Rusia está a punto de alcanzar el millón de bajas militares desde el inicio de su invasión a gran escala contra Ucrania en febrero de 2022. Las cifras, basadas en estimaciones ucranianas y servicios de inteligencia occidentales, indican que Moscú pierde cerca de 1.000 soldados por día entre muertos y heridos.
Estos números, superiores a los de cualquier guerra rusa desde la Segunda Guerra Mundial, son resultado de tácticas de desgaste y ataques masivos sin reparar en pérdidas humanas. Según expertos, el Kremlin ha transformado la tragedia en estrategia: mientras Ucrania lucha por su supervivencia, Vladimir Putin ha implementado una política de “movilización de mercado”, ofreciendo contratos con salarios altos y compensaciones millonarias a soldados y sus familias.

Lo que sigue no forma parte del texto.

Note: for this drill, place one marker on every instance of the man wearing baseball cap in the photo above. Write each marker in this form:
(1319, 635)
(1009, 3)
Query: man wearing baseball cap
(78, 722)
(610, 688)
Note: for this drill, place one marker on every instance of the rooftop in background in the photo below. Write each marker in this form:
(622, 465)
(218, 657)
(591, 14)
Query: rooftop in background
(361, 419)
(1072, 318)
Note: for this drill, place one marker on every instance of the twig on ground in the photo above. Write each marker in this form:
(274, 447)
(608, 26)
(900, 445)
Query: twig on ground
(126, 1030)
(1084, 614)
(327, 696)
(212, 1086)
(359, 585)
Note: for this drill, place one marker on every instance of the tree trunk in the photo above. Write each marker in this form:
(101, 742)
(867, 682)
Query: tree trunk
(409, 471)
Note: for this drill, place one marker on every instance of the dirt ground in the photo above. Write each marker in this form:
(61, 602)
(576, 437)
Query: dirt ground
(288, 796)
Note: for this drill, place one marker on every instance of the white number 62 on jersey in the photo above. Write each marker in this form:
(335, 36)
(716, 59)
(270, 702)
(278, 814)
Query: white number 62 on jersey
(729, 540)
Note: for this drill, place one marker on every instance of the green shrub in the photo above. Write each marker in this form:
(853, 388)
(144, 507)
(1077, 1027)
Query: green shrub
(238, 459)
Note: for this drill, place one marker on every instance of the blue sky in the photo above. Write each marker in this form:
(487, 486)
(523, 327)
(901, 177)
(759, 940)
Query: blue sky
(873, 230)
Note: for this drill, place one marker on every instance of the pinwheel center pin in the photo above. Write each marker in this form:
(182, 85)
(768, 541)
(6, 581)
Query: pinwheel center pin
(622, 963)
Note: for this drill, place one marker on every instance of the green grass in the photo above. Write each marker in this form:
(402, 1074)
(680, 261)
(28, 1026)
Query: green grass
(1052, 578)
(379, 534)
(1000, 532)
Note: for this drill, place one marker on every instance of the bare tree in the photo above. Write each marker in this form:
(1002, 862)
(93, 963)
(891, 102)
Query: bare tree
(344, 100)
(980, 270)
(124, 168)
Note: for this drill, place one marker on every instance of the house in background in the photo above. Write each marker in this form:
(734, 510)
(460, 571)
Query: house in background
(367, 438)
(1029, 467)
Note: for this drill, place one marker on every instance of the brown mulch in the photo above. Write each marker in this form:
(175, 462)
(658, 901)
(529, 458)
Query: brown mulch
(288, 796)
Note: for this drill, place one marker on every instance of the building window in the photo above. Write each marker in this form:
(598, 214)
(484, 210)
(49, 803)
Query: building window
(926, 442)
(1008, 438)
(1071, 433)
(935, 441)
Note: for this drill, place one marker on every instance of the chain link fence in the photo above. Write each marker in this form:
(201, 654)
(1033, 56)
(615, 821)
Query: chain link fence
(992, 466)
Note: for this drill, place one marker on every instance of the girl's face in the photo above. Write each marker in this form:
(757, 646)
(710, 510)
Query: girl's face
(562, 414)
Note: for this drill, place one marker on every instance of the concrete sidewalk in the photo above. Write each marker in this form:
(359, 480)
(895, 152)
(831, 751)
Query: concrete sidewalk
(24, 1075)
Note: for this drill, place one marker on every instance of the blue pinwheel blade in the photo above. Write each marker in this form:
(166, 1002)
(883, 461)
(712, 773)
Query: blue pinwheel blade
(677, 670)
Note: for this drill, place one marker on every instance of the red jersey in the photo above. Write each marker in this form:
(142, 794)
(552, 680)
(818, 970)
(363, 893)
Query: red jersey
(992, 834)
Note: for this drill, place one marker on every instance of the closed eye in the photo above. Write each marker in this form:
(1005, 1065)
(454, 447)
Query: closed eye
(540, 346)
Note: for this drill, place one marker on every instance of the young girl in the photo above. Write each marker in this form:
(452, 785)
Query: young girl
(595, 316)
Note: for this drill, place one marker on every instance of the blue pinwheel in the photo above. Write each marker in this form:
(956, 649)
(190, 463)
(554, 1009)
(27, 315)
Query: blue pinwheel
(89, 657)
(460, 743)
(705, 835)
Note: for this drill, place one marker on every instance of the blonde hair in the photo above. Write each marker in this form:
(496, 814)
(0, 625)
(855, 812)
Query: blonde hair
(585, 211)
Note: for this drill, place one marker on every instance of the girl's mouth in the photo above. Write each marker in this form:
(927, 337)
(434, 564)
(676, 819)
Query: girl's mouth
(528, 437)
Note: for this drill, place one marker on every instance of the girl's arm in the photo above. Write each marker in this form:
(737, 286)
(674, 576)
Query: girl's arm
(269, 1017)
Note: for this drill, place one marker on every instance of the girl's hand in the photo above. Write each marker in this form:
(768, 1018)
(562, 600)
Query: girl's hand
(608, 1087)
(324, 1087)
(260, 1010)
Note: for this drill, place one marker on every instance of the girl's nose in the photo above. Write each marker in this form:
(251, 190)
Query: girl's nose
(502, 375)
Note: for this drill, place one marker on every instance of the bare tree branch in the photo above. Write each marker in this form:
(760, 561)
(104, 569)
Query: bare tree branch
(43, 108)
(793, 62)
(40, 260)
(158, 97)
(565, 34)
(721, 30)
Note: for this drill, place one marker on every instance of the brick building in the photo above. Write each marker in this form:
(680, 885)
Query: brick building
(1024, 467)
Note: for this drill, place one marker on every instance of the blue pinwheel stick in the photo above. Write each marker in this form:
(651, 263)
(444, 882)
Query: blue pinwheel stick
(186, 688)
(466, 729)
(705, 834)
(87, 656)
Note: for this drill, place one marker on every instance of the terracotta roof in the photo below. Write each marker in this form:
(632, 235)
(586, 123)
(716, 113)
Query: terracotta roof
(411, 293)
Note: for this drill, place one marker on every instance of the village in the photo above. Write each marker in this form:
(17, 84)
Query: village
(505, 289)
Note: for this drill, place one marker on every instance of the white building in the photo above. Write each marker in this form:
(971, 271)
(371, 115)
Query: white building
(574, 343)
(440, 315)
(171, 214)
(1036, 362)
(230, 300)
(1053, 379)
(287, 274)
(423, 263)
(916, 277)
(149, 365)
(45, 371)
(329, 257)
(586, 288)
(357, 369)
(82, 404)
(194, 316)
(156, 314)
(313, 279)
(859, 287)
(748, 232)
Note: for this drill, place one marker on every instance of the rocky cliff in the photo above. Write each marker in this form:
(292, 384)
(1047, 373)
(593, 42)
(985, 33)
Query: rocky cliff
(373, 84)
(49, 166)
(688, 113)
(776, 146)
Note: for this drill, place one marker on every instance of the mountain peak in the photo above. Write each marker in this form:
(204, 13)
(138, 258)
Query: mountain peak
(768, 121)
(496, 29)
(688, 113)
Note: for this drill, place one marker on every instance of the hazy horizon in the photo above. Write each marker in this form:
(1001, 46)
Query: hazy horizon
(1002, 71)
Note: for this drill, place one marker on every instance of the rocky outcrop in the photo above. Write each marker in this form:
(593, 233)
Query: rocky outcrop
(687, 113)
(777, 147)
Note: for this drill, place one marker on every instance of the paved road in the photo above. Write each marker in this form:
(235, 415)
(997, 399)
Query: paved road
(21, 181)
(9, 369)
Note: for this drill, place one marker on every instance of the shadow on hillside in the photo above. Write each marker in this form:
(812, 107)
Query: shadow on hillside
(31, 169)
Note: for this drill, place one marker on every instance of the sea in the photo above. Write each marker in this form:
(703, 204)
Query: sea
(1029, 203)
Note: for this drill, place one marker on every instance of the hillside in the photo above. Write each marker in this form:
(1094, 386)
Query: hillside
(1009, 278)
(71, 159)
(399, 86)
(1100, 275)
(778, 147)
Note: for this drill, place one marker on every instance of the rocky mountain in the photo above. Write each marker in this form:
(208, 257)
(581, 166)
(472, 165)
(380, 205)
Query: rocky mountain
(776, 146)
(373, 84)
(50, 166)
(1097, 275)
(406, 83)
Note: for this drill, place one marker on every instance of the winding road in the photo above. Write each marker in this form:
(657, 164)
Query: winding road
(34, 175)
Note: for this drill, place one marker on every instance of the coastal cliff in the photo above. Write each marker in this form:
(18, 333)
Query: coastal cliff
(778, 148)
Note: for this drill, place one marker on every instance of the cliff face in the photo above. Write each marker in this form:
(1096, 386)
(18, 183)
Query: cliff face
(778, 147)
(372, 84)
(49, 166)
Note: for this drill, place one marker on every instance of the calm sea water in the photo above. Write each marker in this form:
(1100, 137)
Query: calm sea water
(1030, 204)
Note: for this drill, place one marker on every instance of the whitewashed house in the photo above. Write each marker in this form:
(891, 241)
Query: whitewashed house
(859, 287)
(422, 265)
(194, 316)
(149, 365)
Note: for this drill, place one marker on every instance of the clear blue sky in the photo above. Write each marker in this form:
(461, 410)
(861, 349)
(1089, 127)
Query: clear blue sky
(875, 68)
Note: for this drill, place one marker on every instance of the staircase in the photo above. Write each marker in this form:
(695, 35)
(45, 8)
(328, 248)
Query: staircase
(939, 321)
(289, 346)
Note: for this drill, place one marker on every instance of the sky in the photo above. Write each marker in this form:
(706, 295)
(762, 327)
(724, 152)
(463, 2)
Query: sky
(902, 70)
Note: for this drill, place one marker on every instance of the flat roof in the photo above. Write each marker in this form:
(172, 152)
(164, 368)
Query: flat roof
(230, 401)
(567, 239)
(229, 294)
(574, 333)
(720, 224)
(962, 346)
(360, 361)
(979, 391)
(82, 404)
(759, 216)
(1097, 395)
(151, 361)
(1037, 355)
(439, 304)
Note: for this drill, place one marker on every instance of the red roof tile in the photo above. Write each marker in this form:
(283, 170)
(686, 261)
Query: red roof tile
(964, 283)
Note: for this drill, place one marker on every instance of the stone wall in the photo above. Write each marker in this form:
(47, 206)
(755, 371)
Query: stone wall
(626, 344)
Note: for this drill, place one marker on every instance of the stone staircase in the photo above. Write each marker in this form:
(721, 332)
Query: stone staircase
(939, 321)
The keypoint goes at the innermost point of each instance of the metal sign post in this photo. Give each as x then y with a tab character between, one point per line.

Las bajas de Rusia se estiman en 250.000 muertos y cerca de 750.000 heridos. Para mantener sus líneas, necesita reclutar entre 30.000 y 40.000 soldados al mes. Mientras tanto, la sociedad rusa parece aceptar el costo: el 88 % aprueba que otros combatan a cambio de beneficios económicos.
Esta “deathonomics” se traduce en casas nuevas y autos modernos en pueblos pobres. Para muchos, el sacrificio vale la mejora económica. Pero la gran incógnita es cuánto tiempo más resistirá este contrato social basado en dinero, propaganda y dolor.